Because these functions can execute arbitrary code at the user's permission level, it is relatively easy to write a malicious deserializer -- e.g. one that deletes all the files on your hard disk.
Dill is built on top of pickle, and the warnings apply just as much to pickle as they do to dill.
Pickle uses a stack language to effectively execute arbitrary Python code. An attacker can sneak in instructions to open up a backport to your machine, for example. Don't ever use pickled data from untrusted sources.
The documentation includes an explicit warning:
Warning: The
pickle
module is not secure against erroneous or maliciously constructed data. Never unpickle data received from an untrusted or unauthenticated source.
Although I don't see a warning, does a similar situation also exist for pickle?
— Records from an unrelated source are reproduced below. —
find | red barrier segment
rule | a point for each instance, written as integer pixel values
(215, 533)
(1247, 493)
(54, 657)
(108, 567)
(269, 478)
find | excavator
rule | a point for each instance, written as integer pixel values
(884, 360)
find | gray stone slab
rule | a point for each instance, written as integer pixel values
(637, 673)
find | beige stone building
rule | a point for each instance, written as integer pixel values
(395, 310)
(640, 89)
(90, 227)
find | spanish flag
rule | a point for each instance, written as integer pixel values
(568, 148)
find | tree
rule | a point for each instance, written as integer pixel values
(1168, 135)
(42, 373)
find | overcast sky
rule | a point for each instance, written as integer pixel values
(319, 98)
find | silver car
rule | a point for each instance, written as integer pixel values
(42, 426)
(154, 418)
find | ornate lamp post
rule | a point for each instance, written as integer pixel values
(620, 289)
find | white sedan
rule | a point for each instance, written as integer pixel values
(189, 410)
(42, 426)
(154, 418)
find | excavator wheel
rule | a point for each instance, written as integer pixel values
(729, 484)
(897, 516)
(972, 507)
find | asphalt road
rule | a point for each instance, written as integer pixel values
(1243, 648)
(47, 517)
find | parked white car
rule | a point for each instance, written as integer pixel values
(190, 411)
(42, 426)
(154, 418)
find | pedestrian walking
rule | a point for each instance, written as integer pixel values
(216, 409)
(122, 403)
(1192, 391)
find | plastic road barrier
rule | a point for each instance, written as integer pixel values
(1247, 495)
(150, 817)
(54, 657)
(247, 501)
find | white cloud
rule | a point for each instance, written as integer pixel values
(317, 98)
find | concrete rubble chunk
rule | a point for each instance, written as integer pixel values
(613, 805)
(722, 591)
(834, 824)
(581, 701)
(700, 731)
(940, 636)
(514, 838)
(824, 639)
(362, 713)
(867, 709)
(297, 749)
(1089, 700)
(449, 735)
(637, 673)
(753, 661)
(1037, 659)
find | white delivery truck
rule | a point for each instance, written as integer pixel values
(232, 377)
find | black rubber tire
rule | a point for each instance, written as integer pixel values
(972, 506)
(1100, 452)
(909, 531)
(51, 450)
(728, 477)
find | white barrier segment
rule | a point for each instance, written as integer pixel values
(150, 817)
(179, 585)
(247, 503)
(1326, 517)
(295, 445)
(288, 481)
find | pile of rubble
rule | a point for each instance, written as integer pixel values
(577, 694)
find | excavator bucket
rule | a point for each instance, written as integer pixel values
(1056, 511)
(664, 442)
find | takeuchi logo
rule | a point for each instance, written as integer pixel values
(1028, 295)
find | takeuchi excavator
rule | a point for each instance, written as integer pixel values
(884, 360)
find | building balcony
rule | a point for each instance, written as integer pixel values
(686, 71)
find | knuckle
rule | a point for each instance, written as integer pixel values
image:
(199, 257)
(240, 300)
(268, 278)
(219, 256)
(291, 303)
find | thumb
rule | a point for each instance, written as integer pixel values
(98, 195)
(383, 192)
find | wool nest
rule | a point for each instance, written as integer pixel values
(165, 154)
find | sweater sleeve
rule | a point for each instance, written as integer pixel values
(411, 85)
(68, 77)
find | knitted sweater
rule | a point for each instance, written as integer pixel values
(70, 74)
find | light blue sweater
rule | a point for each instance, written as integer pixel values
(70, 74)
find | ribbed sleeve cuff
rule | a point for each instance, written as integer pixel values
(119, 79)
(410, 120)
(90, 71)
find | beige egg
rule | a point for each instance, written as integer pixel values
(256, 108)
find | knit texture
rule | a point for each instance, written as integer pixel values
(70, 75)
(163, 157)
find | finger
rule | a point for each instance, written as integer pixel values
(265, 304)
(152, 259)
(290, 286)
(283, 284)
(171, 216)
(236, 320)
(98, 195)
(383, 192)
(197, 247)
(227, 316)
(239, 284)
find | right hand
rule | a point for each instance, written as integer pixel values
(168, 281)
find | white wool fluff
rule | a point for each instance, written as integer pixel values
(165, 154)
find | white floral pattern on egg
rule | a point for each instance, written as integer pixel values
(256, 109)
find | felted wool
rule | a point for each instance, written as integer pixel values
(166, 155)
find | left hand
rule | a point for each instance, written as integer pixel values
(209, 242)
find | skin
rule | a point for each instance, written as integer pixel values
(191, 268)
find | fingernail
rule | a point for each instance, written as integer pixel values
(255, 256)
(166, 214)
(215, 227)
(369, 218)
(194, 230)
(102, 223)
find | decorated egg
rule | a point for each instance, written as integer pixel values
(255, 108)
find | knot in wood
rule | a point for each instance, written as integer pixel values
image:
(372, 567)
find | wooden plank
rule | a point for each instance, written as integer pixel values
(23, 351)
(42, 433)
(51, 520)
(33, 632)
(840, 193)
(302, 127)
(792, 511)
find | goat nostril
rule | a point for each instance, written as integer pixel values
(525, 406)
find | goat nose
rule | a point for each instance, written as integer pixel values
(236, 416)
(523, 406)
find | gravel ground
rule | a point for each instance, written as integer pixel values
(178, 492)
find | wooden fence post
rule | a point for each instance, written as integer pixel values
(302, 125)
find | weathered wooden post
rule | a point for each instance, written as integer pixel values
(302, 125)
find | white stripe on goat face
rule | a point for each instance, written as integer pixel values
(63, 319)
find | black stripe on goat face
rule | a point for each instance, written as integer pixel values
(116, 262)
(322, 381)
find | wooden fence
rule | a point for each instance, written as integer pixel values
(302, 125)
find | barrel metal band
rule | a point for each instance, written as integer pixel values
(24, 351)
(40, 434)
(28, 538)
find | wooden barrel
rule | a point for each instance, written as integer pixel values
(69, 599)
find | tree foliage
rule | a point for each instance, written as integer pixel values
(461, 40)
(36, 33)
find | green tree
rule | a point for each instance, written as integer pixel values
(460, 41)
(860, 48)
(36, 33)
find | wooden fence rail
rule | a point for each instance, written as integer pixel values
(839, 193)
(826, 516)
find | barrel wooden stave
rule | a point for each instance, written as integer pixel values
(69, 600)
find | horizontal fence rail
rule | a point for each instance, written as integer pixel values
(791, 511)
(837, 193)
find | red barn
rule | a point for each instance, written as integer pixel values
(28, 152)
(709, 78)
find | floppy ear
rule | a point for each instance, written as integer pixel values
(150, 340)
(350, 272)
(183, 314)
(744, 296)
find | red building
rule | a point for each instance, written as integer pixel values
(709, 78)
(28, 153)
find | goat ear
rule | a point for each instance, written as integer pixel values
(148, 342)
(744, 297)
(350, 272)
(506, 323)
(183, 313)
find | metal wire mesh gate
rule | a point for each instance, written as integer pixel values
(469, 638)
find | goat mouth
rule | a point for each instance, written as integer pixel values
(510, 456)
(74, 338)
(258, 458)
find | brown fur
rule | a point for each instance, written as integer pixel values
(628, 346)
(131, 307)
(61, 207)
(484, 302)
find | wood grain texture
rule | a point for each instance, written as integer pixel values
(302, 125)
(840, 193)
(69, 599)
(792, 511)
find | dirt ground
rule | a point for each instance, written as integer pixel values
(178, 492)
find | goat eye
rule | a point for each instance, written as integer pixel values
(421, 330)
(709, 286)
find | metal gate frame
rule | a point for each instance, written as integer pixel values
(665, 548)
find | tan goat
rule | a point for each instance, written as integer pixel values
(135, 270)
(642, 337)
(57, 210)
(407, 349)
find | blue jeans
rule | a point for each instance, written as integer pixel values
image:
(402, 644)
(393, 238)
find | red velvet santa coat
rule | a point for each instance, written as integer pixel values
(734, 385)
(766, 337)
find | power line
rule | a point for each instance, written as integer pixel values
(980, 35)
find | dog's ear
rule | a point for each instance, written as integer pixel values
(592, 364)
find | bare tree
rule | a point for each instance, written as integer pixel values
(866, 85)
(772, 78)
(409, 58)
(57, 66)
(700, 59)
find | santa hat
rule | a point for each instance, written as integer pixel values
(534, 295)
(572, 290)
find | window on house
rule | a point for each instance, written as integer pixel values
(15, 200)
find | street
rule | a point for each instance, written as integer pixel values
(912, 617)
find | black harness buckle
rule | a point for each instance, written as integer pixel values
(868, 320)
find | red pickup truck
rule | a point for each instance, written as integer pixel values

Always, always assume that just because someone doesn't state it's dangerous it is not safe to use something.
That being said, Pickle docs do say the same:
Warning The
pickle
module is not secure against erroneous or maliciously constructed data. Never unpickle data received from an untrusted or unauthenticated source.
So yes, that security risk exists on pickle, too.
To explain the background: pickle and dill restore the state of python objects. In CPython, the default python implementation, this means restoring PyObjects
structs, which contain a length field. Modification of that, as an example, leads to funky effects and might have arbitrary effects on your python process' memory.
By the way, even assuming that data is not malicious doesn't mean you can un-pickle or un-dill just about anything that comes e.g. from a different python version. So, to me, that question is a bit of theoretical one: If you need portable objects, you will have to implement a rock-solid serialization/deserialization mechanism that transports the data you need transported, and nothing more or less.